Some rather puzzling questions arise from the decision of the Capitation Committee this week to suspend the Graduate Students’ Union’s (GSU) funding until it addresses complaints about its April EGM.
It comes following an investigation by the union’s Board that was scuppered when the union’s President Gisele Scanlon and Vice-President Abhisweta Bhattacharjee failed to properly engage with it – demonstrating a staggering lack of respect for an important accountability structure in the GSU.
But Scanlon and her vice president Abhisweta Bhattacharjee were decisively re-elected for a second term in their respective positions. Are their supporters, then, simply unbothered by their woefully undemocratic conduct?
Separately – but equally damning – is Scanlon’s pending impeachment vote, which she has so far avoided holding. When fielding questions about this vote during the election, she pointed to the investigation as an excuse not to hold it. This excuse did not stack up then, and it does not stack up now.
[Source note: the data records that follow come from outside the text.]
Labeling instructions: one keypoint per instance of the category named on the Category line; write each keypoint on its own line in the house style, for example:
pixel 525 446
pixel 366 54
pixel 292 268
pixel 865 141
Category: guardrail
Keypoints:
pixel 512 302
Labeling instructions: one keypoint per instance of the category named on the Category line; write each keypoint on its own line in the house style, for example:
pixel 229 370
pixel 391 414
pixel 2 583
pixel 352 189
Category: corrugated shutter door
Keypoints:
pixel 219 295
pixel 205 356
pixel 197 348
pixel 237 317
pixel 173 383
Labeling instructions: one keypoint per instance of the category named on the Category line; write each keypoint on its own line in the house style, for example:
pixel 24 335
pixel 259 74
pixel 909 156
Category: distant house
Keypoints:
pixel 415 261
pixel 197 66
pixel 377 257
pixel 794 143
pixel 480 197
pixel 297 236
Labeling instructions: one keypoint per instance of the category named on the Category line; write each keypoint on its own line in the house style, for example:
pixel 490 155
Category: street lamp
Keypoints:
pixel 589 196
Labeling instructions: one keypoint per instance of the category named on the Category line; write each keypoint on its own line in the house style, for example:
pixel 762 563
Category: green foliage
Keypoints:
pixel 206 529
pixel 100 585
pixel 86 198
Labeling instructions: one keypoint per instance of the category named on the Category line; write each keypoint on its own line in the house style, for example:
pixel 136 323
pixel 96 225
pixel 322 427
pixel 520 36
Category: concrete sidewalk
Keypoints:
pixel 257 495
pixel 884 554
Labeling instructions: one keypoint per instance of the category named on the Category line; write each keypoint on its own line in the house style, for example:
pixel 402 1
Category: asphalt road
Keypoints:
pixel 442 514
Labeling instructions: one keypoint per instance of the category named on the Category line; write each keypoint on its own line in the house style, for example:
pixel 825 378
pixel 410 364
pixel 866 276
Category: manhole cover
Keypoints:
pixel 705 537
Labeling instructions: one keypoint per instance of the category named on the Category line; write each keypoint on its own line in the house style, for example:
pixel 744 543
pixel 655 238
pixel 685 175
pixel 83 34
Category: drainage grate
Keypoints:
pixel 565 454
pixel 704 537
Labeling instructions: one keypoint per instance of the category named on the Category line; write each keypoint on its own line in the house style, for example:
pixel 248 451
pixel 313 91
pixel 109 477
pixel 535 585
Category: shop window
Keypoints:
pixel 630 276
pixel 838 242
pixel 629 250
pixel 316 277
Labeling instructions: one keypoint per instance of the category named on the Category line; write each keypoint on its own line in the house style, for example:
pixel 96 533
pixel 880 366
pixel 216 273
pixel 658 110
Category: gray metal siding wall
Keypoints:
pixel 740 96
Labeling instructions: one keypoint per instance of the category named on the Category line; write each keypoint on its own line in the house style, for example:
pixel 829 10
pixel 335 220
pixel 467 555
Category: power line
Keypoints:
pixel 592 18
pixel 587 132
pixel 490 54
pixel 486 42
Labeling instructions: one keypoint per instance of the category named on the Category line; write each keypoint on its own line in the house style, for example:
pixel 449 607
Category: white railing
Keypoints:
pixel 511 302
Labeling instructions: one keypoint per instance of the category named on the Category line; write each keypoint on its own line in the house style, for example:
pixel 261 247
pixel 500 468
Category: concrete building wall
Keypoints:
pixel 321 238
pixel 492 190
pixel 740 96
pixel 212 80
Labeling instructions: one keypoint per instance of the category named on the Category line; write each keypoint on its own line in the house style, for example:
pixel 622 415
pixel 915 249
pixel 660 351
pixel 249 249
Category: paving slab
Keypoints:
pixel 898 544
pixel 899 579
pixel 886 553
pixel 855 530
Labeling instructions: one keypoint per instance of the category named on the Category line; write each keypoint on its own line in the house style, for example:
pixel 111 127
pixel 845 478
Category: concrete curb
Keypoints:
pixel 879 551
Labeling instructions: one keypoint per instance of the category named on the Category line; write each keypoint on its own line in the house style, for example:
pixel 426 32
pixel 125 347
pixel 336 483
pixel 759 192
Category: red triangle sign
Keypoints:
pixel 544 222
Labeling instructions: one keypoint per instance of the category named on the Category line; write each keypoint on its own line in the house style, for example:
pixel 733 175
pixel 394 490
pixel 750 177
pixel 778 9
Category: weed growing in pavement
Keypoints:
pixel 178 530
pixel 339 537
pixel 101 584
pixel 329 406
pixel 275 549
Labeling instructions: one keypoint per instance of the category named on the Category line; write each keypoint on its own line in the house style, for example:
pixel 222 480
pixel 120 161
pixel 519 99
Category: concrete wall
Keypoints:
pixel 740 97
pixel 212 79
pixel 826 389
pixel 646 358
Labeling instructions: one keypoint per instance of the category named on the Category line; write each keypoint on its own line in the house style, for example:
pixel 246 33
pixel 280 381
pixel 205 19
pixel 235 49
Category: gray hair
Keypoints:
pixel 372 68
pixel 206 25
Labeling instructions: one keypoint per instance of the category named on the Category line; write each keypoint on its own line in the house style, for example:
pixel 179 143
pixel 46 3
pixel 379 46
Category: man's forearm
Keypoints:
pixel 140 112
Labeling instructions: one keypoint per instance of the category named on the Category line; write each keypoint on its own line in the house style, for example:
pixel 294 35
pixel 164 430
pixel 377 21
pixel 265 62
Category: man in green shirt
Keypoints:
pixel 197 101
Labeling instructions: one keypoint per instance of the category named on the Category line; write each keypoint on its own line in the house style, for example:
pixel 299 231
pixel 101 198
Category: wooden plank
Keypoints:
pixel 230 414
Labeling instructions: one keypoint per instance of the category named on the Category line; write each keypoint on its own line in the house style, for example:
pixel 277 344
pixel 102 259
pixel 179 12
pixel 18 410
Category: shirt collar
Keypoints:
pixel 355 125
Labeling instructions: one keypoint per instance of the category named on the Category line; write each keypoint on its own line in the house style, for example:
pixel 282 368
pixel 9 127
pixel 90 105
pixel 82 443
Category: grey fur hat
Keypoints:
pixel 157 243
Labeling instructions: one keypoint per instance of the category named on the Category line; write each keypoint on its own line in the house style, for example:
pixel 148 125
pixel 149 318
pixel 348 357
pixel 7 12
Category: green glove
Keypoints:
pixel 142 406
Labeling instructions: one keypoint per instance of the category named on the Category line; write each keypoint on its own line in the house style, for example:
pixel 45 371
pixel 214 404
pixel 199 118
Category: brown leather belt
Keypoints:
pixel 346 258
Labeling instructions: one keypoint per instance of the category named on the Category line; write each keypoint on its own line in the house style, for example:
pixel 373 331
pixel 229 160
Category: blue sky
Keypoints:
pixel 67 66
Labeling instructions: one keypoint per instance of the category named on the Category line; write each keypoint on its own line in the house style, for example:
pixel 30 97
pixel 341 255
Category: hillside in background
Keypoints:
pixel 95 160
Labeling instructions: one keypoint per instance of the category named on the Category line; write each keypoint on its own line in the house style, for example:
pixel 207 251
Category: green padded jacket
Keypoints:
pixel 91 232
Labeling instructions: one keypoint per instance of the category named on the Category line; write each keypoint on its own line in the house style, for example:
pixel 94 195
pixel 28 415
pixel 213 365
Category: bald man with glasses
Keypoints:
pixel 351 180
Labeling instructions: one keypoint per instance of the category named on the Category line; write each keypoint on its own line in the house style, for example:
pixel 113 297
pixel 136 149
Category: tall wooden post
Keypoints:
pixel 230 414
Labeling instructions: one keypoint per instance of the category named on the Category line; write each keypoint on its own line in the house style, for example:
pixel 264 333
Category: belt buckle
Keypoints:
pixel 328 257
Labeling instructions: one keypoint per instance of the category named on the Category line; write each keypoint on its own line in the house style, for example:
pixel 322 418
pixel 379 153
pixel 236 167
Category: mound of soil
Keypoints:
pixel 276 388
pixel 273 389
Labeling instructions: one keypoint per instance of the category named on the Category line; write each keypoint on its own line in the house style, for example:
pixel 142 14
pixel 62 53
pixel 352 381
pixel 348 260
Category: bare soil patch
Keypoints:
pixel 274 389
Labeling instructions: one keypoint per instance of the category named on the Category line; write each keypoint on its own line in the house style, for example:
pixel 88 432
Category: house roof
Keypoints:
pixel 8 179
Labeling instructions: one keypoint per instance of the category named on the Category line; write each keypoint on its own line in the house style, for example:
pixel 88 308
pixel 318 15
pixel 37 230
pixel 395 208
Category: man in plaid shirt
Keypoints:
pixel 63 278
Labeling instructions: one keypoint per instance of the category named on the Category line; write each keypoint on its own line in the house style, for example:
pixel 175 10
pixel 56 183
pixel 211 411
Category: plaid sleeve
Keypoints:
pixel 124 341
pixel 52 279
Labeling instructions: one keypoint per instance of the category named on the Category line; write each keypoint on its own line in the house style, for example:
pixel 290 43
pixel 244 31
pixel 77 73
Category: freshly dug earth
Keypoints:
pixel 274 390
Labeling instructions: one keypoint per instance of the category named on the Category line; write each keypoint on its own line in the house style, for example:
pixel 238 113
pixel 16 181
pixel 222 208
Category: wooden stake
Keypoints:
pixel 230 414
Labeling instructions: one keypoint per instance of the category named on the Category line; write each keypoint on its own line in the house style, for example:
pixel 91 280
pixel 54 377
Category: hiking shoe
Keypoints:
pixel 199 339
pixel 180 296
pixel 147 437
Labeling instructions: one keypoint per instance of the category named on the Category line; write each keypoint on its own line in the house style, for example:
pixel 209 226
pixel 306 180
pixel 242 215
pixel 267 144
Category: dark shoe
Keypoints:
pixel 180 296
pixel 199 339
Furthermore, is the pending vote now null and void, since the signatures to hold such a vote were collected in Scanlon’s previous term?
Constituents cannot allow Scanlon and Bhattacharjee to continue to bypass accountability procedures. Shrugging off such norms will lead the union down a dangerous path indeed. But Scanlon and Bhattacharjee have clocked up a long list of questionable decisions this year, culminating in major financial sanctions to the GSU. If funding isn’t restored soon, how will the union operate at all?
The GSU’s democratic norms have been damaged – maybe irreversibly. Starving it of funding could give the union’s leadership a final push to fix the GSU before it is too late.